Ferdinand Hutahaean: Pembubaran FPI Tidak Mencederai Demokrasi

Jumat, 1 Januari 2021 09:00

Mantan politikus Partai Demokrat Ferdinand Hutahaean. (@FerdinandHaean3/Twitter)

FAJAR.CO.ID, JAKARTA – Mantan politikus Partai Demokrat Ferdinand Hutahaean menilai keputusan pemerintah melarang Front Pembela Islam (FPI) tidak mencederai demokrasi seperti yang ditudingkan banyak pihak.

Menurutnya, demokrasi di Indonesia bisa berjalan dengan baik tanpa adanya intimidasi dari segelintir kelompok tertentu yang membuat rakyat takut bersuara.

“Pembubaran FPI sedikitpun tdk mencederai demokrasi yg ada dinegeri ini.
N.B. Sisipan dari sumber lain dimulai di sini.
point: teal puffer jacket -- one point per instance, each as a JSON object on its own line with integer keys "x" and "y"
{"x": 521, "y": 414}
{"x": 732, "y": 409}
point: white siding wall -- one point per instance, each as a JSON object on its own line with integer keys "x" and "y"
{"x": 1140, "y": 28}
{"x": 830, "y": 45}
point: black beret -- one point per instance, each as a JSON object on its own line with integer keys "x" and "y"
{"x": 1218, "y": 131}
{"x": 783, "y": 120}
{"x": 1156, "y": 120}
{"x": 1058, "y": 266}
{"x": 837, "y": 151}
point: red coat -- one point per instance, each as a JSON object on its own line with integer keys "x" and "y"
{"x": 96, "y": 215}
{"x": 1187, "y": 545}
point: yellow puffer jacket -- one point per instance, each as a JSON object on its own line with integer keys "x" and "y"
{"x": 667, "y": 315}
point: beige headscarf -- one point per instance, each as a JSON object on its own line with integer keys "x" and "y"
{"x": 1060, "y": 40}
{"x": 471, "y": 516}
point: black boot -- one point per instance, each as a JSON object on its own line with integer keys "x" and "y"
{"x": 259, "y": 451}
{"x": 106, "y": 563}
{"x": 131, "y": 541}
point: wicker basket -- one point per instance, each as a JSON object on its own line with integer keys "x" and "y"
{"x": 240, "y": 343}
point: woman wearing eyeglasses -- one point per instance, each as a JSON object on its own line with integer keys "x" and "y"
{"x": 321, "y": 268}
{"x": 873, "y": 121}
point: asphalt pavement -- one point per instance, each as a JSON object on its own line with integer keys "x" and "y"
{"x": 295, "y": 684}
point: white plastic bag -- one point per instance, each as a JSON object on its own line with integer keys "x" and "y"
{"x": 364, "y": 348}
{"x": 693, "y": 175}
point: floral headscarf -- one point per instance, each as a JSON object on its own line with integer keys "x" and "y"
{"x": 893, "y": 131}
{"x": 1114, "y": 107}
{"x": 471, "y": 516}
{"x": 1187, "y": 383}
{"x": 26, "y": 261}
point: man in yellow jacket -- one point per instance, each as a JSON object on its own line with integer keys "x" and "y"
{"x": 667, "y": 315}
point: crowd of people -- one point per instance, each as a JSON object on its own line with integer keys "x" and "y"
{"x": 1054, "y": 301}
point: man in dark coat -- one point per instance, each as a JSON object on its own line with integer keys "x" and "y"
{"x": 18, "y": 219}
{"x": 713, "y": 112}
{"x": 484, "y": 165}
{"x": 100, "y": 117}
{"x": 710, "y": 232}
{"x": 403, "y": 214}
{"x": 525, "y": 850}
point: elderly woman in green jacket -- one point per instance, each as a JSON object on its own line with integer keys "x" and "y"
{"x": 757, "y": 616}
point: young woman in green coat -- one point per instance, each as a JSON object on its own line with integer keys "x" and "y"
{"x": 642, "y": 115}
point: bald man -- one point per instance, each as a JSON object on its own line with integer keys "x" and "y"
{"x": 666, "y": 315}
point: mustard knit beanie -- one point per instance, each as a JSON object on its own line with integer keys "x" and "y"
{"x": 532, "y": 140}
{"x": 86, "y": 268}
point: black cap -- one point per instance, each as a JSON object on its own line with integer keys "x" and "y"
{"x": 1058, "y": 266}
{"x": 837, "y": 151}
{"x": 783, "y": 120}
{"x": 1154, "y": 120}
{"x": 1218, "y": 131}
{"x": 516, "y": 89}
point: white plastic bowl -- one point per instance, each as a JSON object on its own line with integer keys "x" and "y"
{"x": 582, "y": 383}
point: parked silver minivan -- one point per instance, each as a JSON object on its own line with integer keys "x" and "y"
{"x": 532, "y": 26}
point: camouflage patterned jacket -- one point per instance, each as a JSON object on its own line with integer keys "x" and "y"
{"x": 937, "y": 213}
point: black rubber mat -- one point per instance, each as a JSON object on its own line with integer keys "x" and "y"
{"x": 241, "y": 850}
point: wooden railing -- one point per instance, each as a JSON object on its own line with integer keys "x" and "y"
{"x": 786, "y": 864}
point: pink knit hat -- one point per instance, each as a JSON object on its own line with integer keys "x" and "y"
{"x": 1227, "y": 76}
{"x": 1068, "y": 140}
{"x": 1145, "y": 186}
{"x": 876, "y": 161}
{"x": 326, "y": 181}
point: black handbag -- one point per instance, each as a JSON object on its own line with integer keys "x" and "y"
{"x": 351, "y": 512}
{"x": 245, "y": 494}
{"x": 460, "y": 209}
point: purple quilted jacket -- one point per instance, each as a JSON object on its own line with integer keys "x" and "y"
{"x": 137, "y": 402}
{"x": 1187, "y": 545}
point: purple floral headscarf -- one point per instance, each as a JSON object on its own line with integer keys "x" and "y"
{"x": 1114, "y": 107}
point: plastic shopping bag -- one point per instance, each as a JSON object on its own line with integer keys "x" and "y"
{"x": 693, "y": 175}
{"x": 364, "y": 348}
Demokrasi berjalan dgn baik dan tdk ada intimidasi yg membuat rakyat takut berdemokrasi atau bersuara,” ujar Ferdinand dalam akun Twitter @FerdinandHaean3, Jumat (1/1).

Ia menambahkan, alih-alih mencederai demokrasi, pelarangan FPI merupakan bagian dari merawat bangsa.

Pelarangan itu juga dinilainya merupakan bentuk menjaga Indonesia dari ormas-ormas yang kerap melanggar aturan.

“Pembubaran FPI ini adlh bagian dr merawat kebangsaan, menjaga Indonesia dr ormas2 yg tdk taat aturan,” katanya.

Sebelumnya, sejumlah organisasi yang tergabung dalam Koalisi Masyarakat Sipil menyebut Surat Keputusan Bersama (SKB) enam menteri dan kepala lembaga soal pelarangan Front Pembela Islam (FPI) bertentangan dengan kebebasan berkumpul dan berserikat.

UU Nomor 16 Tahun 2017 tentang Ormas yang menjadi dasar SKB FPI dinilai secara konseptual bermasalah secara perspektif negara hukum.

“UU Ormas memungkinkan pemerintah untuk membubarkan organisasi secara sepihak tanpa melalui proses peradilan (due process of law),” bunyi keterangan koalisi yang diterima Kamis (31/12).